I love Jeff Van Gundy, this is from the Lakers/Miami game last night:
“So many people in need. Like all states, we have some great leaders in Texas and we have some leaders who are self-absorbed and only care about themselves and accumulating power but the people of Texas, they’re awesome. They are there to help each other. So many restaurants donating meals, like James Harden today — his restaurant ‘Thirteen’ is donating 3,000 meals — and then you got workhorse plumbers trying to get people back into their houses. I had one guy, ?Juan ____?, he’s an American hero. We had no water for 5 days and this guy — he, his dad and his son — working like 18 hour days just trying to help people and not rip people off. I’m so impressed with how people care deeply about others in Texas and try to help each other in unspeakable tragedies — Hurricane Harvey and now this. People don’t equate how much misery is going on in the State of Texas because the pictures aren’t there like they are during the hurricane.”
Breen: The human spirit shines so brightly in these difficult times.
JVG: It’s not one or two. The people of Texas, the empathy they have for their neighbors and their communities, I couldn’t be more impressed and I couldn’t be more proud to live in the great City of Houston.
(Shout out to his plumber) I just can’t tell you…he’s in my house last night at 11:30 trying to fix all the broken pipes and he’s been working since 6:00 in the morning. That’s the American work ethic and heroes we never speak to but without it, we have nothing as a community.
The other shoe to drop is the wholesalers - who offered fixed-rate plans - going out of business because they can’t cover the gulf between their cost and their revenue. Not sure what happens then, but I bet if you’re forced to find a new deal, it’s going to be more expensive.
Or if your provider goes out of business because they can’t cover their losses. If you don’t get on another plan, you get defaulted to a “provider of last resort”, which is paying the spot price.
This is part of the problem with the system. You’re contract with your provider is really paying for electricity insurance. They’re counting on rates staying down, you’re hedging against them going up. Which is fine until they go up so much, so fast that the provider is overwhelmed and simply has to fold. It’s like life insurance…you’re betting you’re going to die, the insurance company is betting you’re not. You just hope that not everyone dies at once.
60? I’ve always lived in Texas and during my 20s lived cold in winter and hot in summer, but I’d really need to toughen up now to live at 63 all winter. For those that live up north, is it pretty common for homes to be in the low or mid 60s during the winter?

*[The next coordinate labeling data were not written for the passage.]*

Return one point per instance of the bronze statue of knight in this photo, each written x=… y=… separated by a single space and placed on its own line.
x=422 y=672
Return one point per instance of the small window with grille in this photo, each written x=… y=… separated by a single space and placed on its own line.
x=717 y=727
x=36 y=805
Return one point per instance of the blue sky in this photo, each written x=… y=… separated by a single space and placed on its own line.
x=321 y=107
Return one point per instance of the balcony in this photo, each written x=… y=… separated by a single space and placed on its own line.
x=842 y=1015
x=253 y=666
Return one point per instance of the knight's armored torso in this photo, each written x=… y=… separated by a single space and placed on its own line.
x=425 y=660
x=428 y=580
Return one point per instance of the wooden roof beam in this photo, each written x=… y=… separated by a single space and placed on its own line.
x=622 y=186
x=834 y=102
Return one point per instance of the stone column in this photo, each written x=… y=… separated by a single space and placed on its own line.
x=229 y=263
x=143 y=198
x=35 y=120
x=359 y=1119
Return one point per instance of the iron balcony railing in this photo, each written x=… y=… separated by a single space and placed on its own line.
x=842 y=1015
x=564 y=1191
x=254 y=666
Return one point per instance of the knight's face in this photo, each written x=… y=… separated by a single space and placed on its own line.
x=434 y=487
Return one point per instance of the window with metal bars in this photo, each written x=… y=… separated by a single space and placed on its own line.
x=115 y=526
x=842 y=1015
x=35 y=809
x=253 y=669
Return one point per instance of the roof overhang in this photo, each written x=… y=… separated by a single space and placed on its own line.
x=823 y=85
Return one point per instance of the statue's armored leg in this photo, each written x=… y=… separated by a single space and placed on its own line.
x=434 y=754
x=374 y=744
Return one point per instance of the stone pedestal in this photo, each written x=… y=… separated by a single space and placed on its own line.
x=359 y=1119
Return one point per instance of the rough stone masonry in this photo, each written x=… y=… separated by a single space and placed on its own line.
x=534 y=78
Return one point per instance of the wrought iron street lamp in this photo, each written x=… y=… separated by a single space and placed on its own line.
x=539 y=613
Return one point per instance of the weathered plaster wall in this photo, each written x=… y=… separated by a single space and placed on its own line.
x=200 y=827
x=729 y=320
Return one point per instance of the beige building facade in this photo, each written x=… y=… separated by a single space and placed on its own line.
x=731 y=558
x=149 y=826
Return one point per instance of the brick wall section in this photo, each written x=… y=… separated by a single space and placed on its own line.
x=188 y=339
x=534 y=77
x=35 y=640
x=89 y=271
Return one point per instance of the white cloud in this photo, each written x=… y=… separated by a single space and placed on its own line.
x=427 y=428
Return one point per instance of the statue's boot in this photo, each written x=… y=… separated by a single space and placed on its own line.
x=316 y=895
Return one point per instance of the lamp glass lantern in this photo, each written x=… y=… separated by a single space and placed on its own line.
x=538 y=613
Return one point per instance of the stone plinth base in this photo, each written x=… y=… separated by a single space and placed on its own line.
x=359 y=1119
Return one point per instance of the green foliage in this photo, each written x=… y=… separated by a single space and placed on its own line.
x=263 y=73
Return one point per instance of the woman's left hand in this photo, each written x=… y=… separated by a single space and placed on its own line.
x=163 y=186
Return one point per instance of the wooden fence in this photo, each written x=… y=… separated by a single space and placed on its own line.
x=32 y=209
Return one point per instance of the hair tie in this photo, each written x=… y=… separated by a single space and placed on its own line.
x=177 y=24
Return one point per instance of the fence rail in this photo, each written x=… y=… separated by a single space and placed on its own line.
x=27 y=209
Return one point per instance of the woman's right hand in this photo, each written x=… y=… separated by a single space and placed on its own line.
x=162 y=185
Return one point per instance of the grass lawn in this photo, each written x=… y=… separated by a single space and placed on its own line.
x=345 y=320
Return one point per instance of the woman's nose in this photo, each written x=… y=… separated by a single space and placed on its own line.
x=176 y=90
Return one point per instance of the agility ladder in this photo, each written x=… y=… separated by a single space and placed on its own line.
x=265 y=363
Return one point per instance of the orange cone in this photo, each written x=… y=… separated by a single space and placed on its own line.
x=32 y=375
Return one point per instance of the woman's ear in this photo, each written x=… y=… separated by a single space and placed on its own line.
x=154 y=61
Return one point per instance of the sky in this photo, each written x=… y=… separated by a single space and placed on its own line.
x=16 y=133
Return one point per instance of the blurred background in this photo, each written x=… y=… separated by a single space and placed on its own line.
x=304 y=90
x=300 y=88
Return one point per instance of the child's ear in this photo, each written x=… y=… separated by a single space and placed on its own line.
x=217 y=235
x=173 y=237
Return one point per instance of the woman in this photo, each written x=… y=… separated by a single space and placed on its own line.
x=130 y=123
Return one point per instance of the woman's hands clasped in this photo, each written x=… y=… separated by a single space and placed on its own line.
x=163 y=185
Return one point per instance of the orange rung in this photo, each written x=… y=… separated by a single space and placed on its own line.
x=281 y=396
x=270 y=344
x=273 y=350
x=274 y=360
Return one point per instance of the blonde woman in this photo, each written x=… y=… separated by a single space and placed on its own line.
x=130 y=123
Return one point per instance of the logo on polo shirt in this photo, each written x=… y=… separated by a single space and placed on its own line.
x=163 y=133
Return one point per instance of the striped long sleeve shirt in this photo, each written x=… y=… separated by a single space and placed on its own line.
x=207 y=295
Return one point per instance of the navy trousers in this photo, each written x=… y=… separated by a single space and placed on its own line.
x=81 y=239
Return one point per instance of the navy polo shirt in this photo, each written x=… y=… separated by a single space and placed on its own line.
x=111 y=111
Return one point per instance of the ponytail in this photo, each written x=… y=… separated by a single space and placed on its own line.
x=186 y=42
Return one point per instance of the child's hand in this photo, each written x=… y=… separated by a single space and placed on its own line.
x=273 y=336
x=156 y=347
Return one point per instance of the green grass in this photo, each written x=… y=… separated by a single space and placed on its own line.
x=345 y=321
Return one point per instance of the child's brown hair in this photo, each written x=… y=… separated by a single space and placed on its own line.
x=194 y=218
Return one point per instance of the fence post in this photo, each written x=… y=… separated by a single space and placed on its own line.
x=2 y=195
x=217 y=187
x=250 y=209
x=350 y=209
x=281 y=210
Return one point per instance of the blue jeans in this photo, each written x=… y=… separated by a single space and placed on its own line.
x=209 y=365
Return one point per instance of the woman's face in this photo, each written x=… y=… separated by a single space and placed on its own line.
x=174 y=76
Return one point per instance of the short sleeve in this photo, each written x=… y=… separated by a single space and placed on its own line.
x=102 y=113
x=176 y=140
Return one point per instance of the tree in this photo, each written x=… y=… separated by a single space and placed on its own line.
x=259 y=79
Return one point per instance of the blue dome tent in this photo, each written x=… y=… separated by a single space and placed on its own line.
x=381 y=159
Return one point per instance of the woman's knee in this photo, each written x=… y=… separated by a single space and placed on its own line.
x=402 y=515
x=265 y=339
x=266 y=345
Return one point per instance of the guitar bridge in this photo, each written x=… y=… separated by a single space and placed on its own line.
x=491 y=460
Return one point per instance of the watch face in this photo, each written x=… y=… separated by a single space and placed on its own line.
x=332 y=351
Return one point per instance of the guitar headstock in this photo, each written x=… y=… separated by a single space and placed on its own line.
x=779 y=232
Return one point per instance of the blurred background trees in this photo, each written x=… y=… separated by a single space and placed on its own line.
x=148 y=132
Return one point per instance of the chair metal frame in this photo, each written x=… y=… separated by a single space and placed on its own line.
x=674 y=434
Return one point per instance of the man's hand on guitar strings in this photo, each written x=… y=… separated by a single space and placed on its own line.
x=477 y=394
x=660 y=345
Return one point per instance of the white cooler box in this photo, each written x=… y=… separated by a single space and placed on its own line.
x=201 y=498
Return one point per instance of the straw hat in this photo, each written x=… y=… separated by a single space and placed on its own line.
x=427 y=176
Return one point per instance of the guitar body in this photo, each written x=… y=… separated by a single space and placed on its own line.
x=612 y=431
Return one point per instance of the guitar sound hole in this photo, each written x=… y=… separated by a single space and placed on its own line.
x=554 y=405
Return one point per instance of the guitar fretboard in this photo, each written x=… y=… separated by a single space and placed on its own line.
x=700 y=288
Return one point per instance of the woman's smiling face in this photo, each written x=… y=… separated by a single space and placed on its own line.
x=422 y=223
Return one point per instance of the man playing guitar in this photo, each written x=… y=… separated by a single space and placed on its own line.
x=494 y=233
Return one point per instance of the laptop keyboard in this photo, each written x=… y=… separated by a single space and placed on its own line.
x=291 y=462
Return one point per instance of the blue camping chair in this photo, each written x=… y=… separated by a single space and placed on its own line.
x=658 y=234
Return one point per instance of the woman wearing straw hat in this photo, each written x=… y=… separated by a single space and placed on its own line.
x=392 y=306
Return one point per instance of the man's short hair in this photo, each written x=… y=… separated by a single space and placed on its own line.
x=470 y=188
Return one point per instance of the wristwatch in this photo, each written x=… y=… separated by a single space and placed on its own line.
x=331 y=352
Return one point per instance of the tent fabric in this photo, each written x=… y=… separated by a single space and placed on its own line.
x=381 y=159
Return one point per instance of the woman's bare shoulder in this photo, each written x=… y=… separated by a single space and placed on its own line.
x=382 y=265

To be fair here, the life insurance company knows you’re going to die; they’re betting that you won’t until you’ve paid enough premium - and they’ve earned enough investment income on that premium over time - such that they come out ahead when you do. Like a casino, they operate on the laws of very large numbers so they can balance those who go early against those who go late. Plus, many people cancel the policy once they’re retired, so they never pay out at all.
Electricity wholesalers are operating on a very different model. Basically, they put everything on black, and hope it doesn’t come up red. They do this over and over, and it always comes up black…until it doesn’t.
I grew up in Florida, without any air conditioning, and it was always hot in summer. Most winters weren’t too bad, but it did occasionally freeze. We had a kerosene heater in the middle of the house, but we rarely had any fuel, so the nights it did get cold, we were just cold. I was used to the extremes too, but I prefer a more reasonable 65-80 inside the house. My wife has to have it like a walk in freezer all the time.
Opened up the main valve, went and listened around the house, so far so good. Sat and watched the water meter for a few minutes, and it didn’t move, so I think we survived.
If you’re on a fixed-rate deal, and the cost of juice spikes 10,000%, someone in the supply chain is going to be eating the delta.
It’s not the producers because, while they’ve suffered increased costs because of the weather, those costs didn’t go up 10,000%. So it’s the wholesalers and retailers who gamble on the market rates - and those unfortunate customers who aren’t on a fixed rate - who are drowning in red ink.
SNL is still mostly meh, but this week’s cold open was very good. Britney Spears hosts “Oops I Did It Again” with guests Andrew Cuomo, Gina Carano and, of course, Ted Cruz - played pitch-perfectly by Aidy Bryant.
Also, breaking news, the Zodiac Killer has finally come forward to the FBI in order to prove, once and for all, that he’s not Ted Cruz.
There’s already talk about using disaster funds to bail out consumers directly meaning that no one up the chain takes a hit either, but the US taxpayers. Not bailing out consumers also seems politically untenable, at least for Texas politicians since they, not the Feds are the responsible party. Should be interesting.